J’ai quelques questions :

-  Est-ce que l’analyse et les conclusions sont également valables en France ?

-  la tontine existe t elle uniquement comme clause associée à une propriété en indivision ? (ou bien peut-elle exister associée à d’autres formes de propriété ?)

-  Vous avez examiné dans cet article la séparation, la sortie de la tontine. Qu’en est il de l’intégration par entrée ultérieure de nouveaux partenaires dans la tontine élargie à plus de 2 partenaires ? Dans quelle mesure peut on la permettre ou la limiter ?
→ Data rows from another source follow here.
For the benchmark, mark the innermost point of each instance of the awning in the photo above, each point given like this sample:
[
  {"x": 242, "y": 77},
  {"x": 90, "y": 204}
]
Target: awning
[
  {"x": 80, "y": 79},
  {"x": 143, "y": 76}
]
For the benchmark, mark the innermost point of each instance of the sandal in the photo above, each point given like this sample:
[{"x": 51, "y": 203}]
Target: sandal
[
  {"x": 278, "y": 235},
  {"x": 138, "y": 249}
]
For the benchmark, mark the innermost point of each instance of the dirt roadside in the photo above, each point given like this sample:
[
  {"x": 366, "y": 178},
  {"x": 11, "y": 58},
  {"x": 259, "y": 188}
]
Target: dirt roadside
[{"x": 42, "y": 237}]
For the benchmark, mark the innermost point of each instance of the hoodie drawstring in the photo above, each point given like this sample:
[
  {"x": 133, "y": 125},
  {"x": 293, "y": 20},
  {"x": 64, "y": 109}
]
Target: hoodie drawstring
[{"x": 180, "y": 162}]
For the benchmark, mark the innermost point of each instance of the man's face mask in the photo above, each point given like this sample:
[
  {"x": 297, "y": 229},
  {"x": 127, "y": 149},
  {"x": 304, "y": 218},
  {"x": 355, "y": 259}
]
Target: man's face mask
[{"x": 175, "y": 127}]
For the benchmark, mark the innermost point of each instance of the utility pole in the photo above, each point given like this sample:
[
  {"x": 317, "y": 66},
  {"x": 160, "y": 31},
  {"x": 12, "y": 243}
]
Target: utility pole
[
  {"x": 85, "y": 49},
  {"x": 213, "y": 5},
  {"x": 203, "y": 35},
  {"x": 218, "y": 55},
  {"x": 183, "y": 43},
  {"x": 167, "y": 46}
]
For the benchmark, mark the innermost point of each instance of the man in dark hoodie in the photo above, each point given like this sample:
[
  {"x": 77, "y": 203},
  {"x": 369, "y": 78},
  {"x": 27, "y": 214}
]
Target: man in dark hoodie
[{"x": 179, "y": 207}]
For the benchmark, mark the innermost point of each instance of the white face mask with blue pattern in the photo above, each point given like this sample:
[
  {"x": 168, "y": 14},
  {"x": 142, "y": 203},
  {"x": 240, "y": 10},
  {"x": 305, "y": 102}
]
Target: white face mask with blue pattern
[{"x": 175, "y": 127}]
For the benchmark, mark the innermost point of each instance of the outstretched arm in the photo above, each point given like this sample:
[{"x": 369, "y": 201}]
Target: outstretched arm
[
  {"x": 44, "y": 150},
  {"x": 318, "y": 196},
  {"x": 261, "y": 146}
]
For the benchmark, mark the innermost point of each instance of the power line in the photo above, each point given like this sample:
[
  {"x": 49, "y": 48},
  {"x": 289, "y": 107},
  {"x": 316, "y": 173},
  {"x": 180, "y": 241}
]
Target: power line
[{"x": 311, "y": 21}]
-  Une personne membre d’une tontine peut elle céder ou vendre à une autre, de son vivant, ses droits et obligations ? Sous quelle forme est il possible de prévoir et limiter cette possibilité dans les statuts ?

Je vous remercie d’avance pour les lumières que vous pourrez apporter sur ces questions

Etude vers des statuts juridiques appropriés pour les écovillages

> La tontine : peut-on sortir d’indivision ?

3 avril 2011, par motard

je suis membre d une close tontine esque je peu ceder vendre ou demander un loyer .car mon ex femme vie dans notre maisson.et nous somme divorcé .quel recour je pourez avoir droit .merci de me repondre ....

> La tontine : peut-on sortir d’indivision ?

4 avril 2011

Votre ex femme doit vous payer un loyer. Consultez un avocat si elle refuse.